Here are the courses I currently teach in rotation:

  • ENG 101: Writing about Travel and Exploration
  • ENG 224: The Gothic
  • ENG 235: Empire, Race, and the Victorians
  • ENG 236: Sex, God, and the Victorians
  • ENG 271: Nineteenth-Century Narrative
  • ENG 290: Approaches to Literature and Culture
  • ENG 325: The 18th-C. Novel: Gender, Madness, and the Rise of the Novel
  • ENG 326: Digital Victorians

Student Projects

My students’ honors theses and independent studies have focused on topics including rural politics and the Victorian novel; aestheticism, decadence, and the female ghost; Charles Dickens’s London; and Jane Austen.

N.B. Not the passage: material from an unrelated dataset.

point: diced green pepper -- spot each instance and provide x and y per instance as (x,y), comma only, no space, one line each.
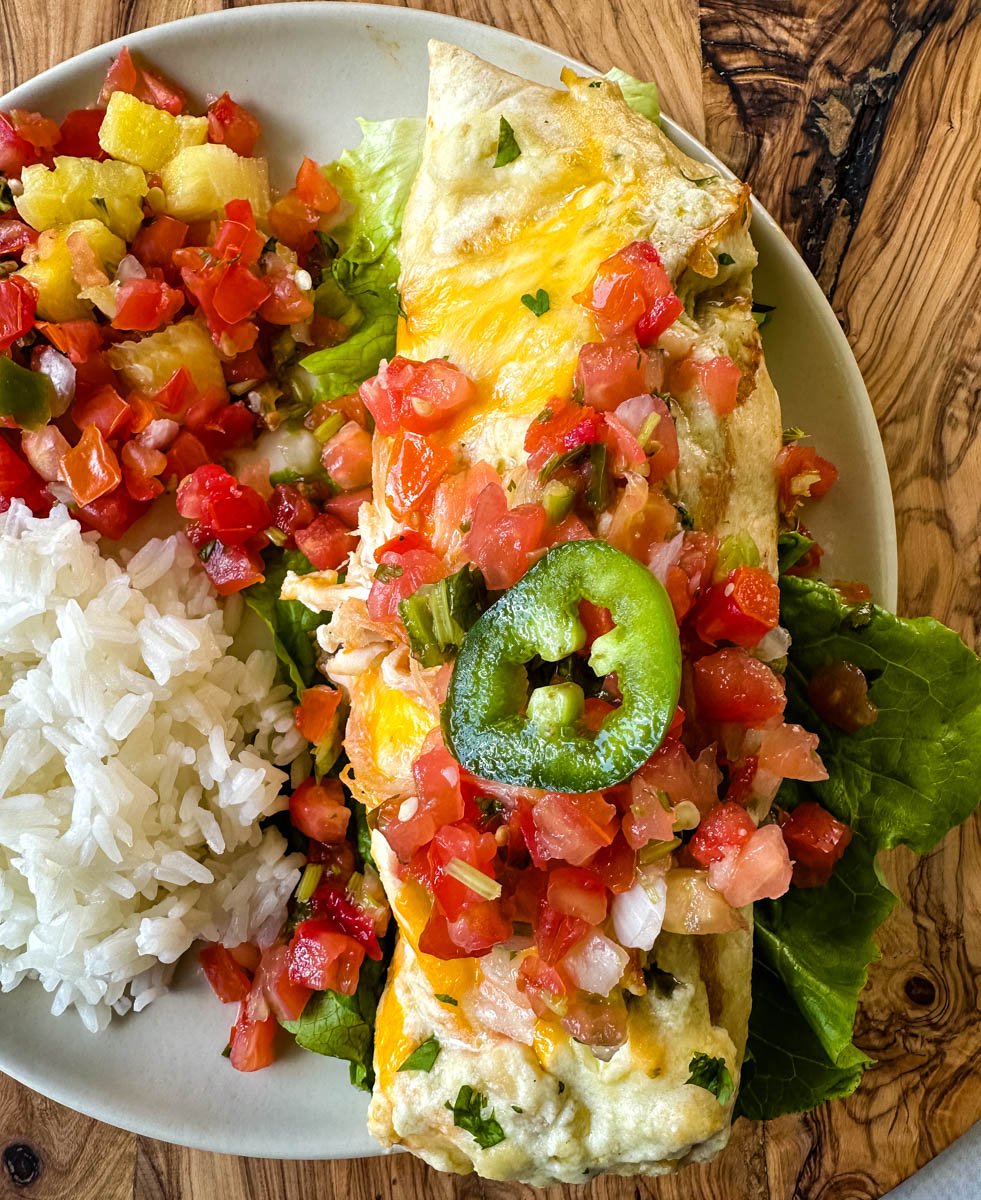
(495,732)
(25,396)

Students in my courses do a lot of writing, of course! But they have also created websites showcasing archival material, made podcasts, generated digital maps of novels, worked on digitally annotating historical texts, and, in one case, composed an original piece of electronic music based on a nineteenth-century collection of poetry. In the past, students from my courses have presented projects and scholarship at conferences in Pennsylvania, Oklahoma, and Chicago.

Research Interests

My book, Missionary Cosmopolitanism in Nineteenth-Century British Literature (Ohio State University Press 2020), studies the relationship between nineteenth-century British missionaries and shifting notions of cosmopolitanism in the metropole. Drawing on a range of archival resources, including sermons, pamphlets, and periodicals, I examine how nineteenth-century expressions of cosmopolitanism proved inextricable from the global turn of evangelical religion. Authors examined include Robert Southey, Sydney Owenson, Charlotte Brontë, and Charles Dickens.

My co-edited book with Joshua King, Constructing Nineteenth-Century Religion: Literary, Historical, and Religious Studies in Dialogue (Ohio State University Press 2019), brings together literary critics, historians, and religious studies scholars to examine the ways that nineteenth-century religion was constructed, commodified, and practiced.

Current research projects are driven by the following questions: how do religious commitments impact the ways we read and critique literature? How do nineteenth-century novels provide unexpected resources for addressing today’s problems of social alienation, as well as information overload and discerning fact from fiction? Can we create a practice of literary inquiry that is less cloistered, more public-facing and transformative for scholars, students, and readers alike?